SSO event logs
I have a 2 servers running the Authentication gateway. They are both behind a M370 firefox where i have multiple remote firefoxes connected to the M370 firebox with vpn.
All remote subnets has clients with the SSO client and this is working.
I am trying to understand why i see remote user SSO authentication logs on remote firebox devices where the login user is not physical located.

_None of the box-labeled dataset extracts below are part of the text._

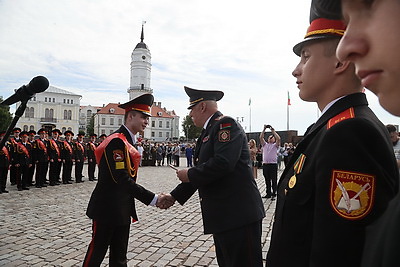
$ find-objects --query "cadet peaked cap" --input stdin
[19,131,29,137]
[184,86,224,109]
[118,94,154,116]
[310,0,342,23]
[293,18,346,56]
[38,128,47,134]
[51,129,62,135]
[64,130,74,136]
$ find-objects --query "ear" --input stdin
[333,60,351,74]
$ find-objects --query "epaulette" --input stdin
[326,107,355,130]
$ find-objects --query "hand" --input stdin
[176,169,190,183]
[156,193,175,209]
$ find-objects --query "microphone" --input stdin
[0,76,49,105]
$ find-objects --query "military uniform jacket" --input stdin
[86,142,97,161]
[31,139,50,162]
[72,141,86,162]
[86,126,154,225]
[171,112,265,234]
[267,93,399,267]
[61,140,75,161]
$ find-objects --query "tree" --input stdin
[182,115,201,140]
[0,96,12,131]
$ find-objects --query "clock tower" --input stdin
[128,24,153,100]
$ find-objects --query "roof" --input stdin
[97,103,125,115]
[151,103,173,118]
[45,85,81,96]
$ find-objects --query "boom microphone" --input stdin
[1,76,49,105]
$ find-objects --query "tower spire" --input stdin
[140,21,146,43]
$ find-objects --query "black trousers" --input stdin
[263,163,278,196]
[62,160,72,183]
[0,167,8,191]
[88,159,96,181]
[213,221,263,267]
[75,160,83,183]
[83,220,130,267]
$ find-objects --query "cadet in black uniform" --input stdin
[32,128,50,188]
[48,129,61,186]
[159,87,265,267]
[0,131,11,193]
[73,133,86,183]
[86,134,98,181]
[28,130,36,186]
[12,131,32,191]
[83,94,158,267]
[61,130,74,184]
[9,127,21,185]
[267,16,399,267]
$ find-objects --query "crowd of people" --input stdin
[0,127,106,193]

Exampel: On my firebox at home with subnet 192.168.6.0/24 i see AD user USERNAME authenticated:
2021-07-30 09:43:51 sessiond Firewall user USERNAME from 172.17.18.16 logged in msg_id="3E00-0002" Event
Looking at the FSM authentication list on my local firewall, i see a lot of authenticated users which is logged in from other fysical places, but only some users, not all, compared to the authentication list on the M370 firewall.
How do SSO authentication work between sites connected with vpn?
The fireboxes is running a mix of 12.7.1U1 and 12.5.7U3. All SSO is running 12.7.
Bwt., i have opened a support case. However the first reply I got, was a bit odd, so in the mean time, i ask here, i anybody should have a qualified answer.
Can you please install an SSO Agent in your local network and configure T35 to use this local SSO Agent. After that check, if you are still seeing users from other networks.
As i cannot be the first customer with this type of SSO setup, i would believe support should have a better answer - or do some tests internal instead of asking me.